In bringing to the screen potentially lurid, ripped-from-the-headlines material, Joachim Lafosse seems hellbent on avoiding any hint of sensationalism, maintaining an objective distance while keeping his story’s graphic details conspicuously off screen. If that makes Our Children, a fictionalization of a real-life story of a harried woman driven to desperate measures, seem occasionally too icily removed, the film compensates through its perpetual concern with understanding its characters and their untenable situations.
Introducing its protagonist, Murielle (Émilie Dequenne), in mid-hysterics after the death of her four children, the film then flashes back to a much happier moment: the blossoming love between the woman and her future husband, Mounir (Tahar Rahim). But things don’t remain joyous for the happy pair, as, over the course of the film, Lafosse slowly presents the circumstances that brought Murielle to the moment of despair glimpsed in the opening scene. Gradually unfolding what reveals itself as a very complex family dynamic, the film follows Murielle as she marries Mounir and movies in with him and his adoptive father, André Pinget (Niels Arestrup), a wealthy Belgian doctor who “rescued” Mounir from his native Morocco along with his sister years earlier and is now trying to arrange a marriage for his older brother so he can move to Europe as well. Along with first-world largesse, though, comes first-world privilege and, while André views himself as a benefactor, his controlling presence quickly becomes unbearable for Mounir and especially Murielle, all the more so as she gives birth to each successive child, a development presented in a rather startling series of ellipses.
Lafosse keeps his frequently handheld camera close to the characters, a sort of counterweight to his otherwise distant stance of objective observation. It’s as if he’s acknowledging both a desire to understand his characters and the impossibility of doing so. But in so far as he’s able to delineate Murielle, Mounir, and André’s states of mind, they’re smartly presented as a direct response to the social and political environment that shapes their lives in ways both direct and oblique.
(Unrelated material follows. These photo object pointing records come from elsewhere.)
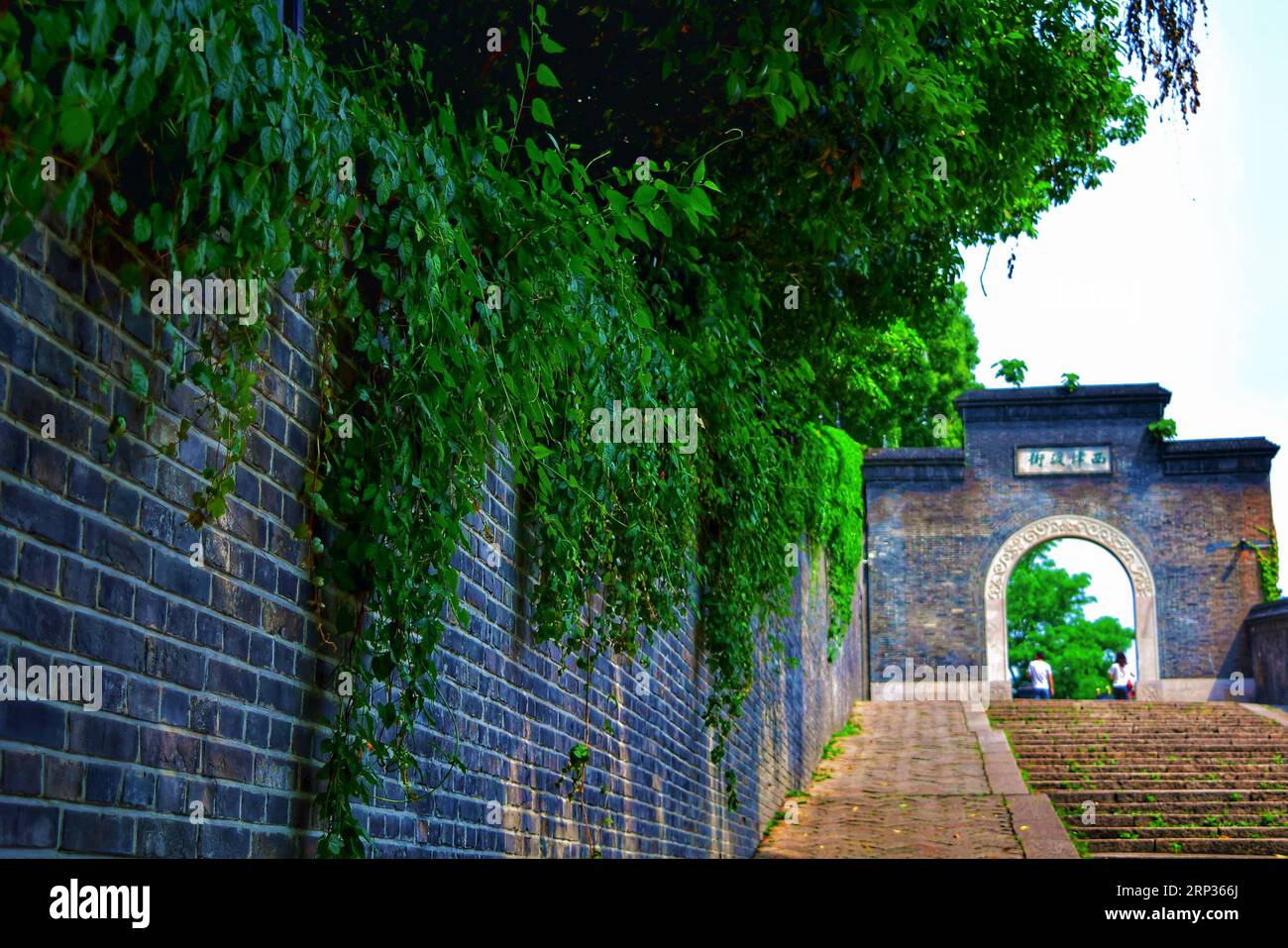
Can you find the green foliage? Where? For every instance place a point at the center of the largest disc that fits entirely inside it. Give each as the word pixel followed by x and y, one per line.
pixel 1044 612
pixel 1012 371
pixel 407 189
pixel 1267 566
pixel 1163 429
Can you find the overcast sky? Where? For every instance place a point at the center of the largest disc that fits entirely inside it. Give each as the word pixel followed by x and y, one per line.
pixel 1173 270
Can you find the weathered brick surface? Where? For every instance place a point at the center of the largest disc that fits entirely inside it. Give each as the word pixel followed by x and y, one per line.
pixel 938 517
pixel 215 678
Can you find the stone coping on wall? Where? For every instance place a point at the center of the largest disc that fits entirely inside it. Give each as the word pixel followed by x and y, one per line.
pixel 1219 455
pixel 1261 612
pixel 1046 402
pixel 914 464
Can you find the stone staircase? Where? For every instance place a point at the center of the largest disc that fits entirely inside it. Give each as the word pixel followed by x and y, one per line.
pixel 1167 779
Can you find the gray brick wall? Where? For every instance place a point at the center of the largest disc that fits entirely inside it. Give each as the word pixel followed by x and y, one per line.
pixel 215 681
pixel 936 518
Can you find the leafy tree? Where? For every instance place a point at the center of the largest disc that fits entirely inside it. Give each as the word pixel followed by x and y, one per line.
pixel 1012 371
pixel 1044 612
pixel 1163 429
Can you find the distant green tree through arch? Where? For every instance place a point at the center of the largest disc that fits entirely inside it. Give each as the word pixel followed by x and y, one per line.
pixel 1046 610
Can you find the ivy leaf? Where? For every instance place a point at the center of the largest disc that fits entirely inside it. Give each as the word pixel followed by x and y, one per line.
pixel 138 378
pixel 541 112
pixel 75 128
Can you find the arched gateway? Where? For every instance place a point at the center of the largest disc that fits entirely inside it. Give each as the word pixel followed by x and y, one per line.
pixel 1082 528
pixel 947 526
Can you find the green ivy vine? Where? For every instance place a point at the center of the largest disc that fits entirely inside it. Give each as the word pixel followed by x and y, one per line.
pixel 475 294
pixel 1267 566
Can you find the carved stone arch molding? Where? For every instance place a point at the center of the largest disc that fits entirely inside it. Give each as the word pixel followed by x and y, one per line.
pixel 1082 528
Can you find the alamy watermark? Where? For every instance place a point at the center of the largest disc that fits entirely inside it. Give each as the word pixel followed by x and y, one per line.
pixel 76 685
pixel 176 295
pixel 911 682
pixel 645 427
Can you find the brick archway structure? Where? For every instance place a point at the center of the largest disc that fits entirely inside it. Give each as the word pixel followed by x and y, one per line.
pixel 945 524
pixel 1082 528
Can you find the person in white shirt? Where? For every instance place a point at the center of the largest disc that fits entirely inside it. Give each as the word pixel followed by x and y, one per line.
pixel 1121 678
pixel 1041 677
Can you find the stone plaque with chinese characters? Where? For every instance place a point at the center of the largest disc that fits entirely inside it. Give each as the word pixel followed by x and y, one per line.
pixel 1063 460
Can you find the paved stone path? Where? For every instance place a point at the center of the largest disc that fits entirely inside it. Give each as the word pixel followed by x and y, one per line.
pixel 913 784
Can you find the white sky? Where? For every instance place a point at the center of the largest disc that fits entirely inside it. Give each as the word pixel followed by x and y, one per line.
pixel 1173 270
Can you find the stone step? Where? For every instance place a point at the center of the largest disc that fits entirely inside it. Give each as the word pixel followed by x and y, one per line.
pixel 1185 845
pixel 1236 811
pixel 1171 832
pixel 1150 785
pixel 1120 820
pixel 1146 768
pixel 1070 797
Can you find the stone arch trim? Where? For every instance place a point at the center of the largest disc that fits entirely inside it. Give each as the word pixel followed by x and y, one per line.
pixel 1082 528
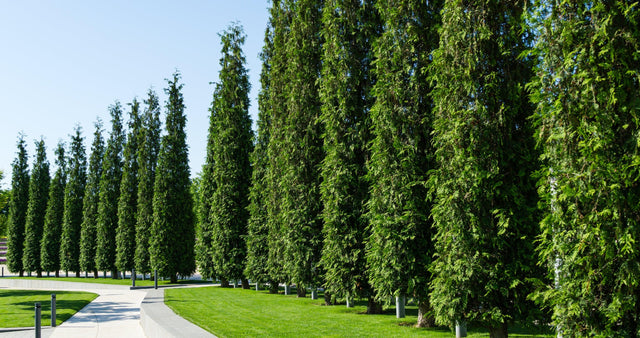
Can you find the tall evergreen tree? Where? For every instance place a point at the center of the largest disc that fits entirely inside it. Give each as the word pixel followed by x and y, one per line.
pixel 38 197
pixel 109 194
pixel 588 113
pixel 73 205
pixel 18 209
pixel 228 149
pixel 302 147
pixel 173 230
pixel 90 204
pixel 256 267
pixel 148 148
pixel 399 248
pixel 128 201
pixel 349 26
pixel 281 20
pixel 485 203
pixel 50 243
On the road to tragedy, the story takes some interesting turns, not all equally successful in their dramatic impact. Driven crazy by André’s misplaced colonialist-benefactor stance, Murielle begins to identify with her husband’s home country to the point of wearing nothing but Moroccan garb. If this symbolic gesture seems like too obvious a maneuver on the part of the screenwriters, and if the film too often succumbs to an inevitable accumulative miserablism, Lafosse benefits by almost always keeping his characters at the center of the story. In the end, we may not know Murielle any more than we do her real-life counterpart, but we’ve at least been given intimate knowledge of the social dynamic that leads her inexorably to her final act of desperation.